Depends on where the encryption is.  Is it done by the browser or by the server?  What encryption scheme is being used?  64 bit doesn't mean anything if it is a weak encryption scheme.  And breaking a good encryption scheme is HARD and not a matter of feeding it into a powerful computer, that isn't going to work.

>>  I suppose the entire cookie is encrypted so a hacker could run that cookie through his decryption program until I starts finding patterns which match the English language.  Is this how a hacker would crack it?

Nope.  Really depends on what the cookie is holding.  If they are non-standard English phrases then the decryption program will find nothing.

>>  Or are there key terms the software would be looking for?

Again.  Depends on what the cookie is holding.  Could be passwords, login names, preferences, anything.  Depends on what the web site wants to save there.

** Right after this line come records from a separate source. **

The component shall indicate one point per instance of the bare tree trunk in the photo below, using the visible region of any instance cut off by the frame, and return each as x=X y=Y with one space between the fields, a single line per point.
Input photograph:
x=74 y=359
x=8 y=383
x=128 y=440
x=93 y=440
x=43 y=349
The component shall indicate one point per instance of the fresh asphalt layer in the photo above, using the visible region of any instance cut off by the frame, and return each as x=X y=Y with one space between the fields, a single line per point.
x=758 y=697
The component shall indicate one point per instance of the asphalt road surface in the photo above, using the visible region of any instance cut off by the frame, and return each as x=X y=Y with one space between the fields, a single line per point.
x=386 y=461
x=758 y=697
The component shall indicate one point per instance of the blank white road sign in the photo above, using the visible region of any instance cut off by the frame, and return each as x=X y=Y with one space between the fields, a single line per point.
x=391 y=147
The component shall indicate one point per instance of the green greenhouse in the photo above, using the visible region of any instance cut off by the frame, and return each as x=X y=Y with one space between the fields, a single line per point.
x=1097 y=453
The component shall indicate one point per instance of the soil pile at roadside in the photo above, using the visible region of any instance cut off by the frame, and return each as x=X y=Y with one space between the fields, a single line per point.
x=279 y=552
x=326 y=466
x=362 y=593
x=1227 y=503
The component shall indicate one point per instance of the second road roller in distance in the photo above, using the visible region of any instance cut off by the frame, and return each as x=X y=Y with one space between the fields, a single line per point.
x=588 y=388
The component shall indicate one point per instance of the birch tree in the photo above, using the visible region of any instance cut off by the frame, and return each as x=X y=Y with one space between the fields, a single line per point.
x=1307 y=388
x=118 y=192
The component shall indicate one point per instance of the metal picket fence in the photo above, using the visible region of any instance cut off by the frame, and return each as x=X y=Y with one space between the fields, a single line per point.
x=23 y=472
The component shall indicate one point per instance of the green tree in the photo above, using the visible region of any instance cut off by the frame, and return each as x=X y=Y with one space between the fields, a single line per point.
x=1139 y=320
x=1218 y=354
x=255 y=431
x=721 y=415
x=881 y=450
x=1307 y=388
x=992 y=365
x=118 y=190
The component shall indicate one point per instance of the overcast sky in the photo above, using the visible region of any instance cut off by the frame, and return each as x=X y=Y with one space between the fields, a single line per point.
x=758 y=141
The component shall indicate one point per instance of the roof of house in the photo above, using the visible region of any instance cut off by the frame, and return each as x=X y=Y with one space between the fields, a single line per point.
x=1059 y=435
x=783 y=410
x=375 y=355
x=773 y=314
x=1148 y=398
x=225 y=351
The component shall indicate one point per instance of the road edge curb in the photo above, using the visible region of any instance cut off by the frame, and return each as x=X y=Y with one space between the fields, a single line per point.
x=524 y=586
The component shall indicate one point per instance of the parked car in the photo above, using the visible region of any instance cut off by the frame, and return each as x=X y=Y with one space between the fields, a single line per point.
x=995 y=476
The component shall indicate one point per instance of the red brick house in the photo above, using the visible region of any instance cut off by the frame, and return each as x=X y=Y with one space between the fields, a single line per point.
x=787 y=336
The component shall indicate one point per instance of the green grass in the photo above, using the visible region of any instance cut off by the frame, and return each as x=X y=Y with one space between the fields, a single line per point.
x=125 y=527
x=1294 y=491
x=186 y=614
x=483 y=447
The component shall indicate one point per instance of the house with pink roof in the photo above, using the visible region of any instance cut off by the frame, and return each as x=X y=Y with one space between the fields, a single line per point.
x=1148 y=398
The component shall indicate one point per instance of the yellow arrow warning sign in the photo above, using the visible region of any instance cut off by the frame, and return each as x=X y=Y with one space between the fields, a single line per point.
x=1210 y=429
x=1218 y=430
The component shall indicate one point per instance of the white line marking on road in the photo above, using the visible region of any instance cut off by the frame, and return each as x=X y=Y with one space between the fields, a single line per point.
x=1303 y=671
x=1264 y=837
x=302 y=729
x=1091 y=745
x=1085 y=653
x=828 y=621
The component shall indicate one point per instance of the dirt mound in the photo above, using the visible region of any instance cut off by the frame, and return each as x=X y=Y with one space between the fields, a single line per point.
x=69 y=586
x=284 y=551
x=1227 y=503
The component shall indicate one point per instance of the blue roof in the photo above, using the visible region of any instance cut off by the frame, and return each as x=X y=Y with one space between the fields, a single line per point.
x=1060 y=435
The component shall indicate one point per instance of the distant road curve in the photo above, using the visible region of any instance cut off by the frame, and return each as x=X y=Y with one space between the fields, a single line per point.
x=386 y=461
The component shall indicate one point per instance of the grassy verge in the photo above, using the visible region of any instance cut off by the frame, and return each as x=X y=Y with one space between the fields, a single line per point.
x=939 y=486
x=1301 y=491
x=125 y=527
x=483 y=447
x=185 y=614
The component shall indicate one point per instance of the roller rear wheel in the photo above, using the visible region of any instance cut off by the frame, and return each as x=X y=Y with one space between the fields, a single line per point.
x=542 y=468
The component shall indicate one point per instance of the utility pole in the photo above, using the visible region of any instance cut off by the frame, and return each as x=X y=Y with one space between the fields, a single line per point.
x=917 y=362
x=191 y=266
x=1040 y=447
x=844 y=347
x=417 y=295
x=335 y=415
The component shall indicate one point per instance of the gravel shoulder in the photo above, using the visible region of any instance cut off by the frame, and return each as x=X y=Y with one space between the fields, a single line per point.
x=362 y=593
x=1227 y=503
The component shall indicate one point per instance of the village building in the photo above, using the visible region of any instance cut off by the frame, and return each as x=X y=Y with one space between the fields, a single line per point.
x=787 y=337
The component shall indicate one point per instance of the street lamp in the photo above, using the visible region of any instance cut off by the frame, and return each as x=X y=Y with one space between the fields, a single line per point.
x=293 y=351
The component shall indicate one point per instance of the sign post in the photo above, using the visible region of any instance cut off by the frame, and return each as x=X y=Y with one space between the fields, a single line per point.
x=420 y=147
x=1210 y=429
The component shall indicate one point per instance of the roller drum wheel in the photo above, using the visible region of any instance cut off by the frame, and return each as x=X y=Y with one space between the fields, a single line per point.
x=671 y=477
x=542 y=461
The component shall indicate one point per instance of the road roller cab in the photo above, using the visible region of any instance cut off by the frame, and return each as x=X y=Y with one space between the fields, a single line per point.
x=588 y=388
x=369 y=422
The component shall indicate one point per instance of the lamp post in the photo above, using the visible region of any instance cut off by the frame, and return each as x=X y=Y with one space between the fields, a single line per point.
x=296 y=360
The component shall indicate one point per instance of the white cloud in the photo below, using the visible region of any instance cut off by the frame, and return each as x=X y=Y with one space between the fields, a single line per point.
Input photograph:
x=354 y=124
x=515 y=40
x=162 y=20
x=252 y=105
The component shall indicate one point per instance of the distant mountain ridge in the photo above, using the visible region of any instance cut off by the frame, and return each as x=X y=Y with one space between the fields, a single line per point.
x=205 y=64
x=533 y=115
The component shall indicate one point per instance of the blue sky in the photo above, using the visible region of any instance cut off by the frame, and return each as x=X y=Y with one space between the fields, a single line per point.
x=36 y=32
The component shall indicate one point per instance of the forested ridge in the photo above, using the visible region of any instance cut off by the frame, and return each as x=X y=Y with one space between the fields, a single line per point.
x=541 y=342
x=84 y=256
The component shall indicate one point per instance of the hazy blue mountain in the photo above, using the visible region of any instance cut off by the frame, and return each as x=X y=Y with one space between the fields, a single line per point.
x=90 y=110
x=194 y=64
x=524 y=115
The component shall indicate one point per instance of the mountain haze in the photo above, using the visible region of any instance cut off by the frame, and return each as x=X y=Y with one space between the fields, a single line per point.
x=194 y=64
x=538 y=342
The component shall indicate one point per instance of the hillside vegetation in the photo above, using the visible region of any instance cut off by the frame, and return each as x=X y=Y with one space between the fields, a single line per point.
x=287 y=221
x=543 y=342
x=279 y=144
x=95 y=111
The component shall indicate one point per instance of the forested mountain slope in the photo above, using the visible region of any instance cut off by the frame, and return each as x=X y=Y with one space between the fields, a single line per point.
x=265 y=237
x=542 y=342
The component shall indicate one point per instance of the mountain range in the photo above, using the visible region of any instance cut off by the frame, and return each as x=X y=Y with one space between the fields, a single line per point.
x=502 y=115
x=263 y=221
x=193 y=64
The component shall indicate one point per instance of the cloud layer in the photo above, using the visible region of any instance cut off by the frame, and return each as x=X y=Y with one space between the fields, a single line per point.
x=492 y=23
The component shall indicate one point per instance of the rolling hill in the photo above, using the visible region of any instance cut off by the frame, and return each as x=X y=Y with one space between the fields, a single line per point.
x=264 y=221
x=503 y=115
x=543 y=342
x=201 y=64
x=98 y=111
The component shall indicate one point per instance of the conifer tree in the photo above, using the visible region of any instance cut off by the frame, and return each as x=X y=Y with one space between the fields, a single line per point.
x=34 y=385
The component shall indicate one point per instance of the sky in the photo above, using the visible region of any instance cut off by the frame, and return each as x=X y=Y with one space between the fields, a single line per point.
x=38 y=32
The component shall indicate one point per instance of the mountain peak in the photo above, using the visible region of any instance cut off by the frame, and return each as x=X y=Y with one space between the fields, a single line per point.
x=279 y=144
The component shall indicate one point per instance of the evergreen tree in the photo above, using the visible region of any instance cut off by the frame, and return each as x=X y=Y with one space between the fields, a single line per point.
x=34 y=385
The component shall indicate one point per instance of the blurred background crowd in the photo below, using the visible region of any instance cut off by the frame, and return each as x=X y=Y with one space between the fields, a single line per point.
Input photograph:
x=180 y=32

>>  How long could this process take and wouldn't he need a pretty high powered machine for that?

Totally unknown.  He'd have to know the encryption scheme being used for starters ... 64 bit doesn't mean anything.

>>  Conversely, what is the highest number of bits as the best practices alternative?   And how long would it take that same PC to crack it?

How many bits would you like?  256, 512, 1024.  There's no limit.  Again it is not only the bits it is the encryption scheme as well.
newbiewebSr. Software EngineerAuthor Commented:
I like the use of a short lifespan as a temporary fix to this kind of exposure. Thanks.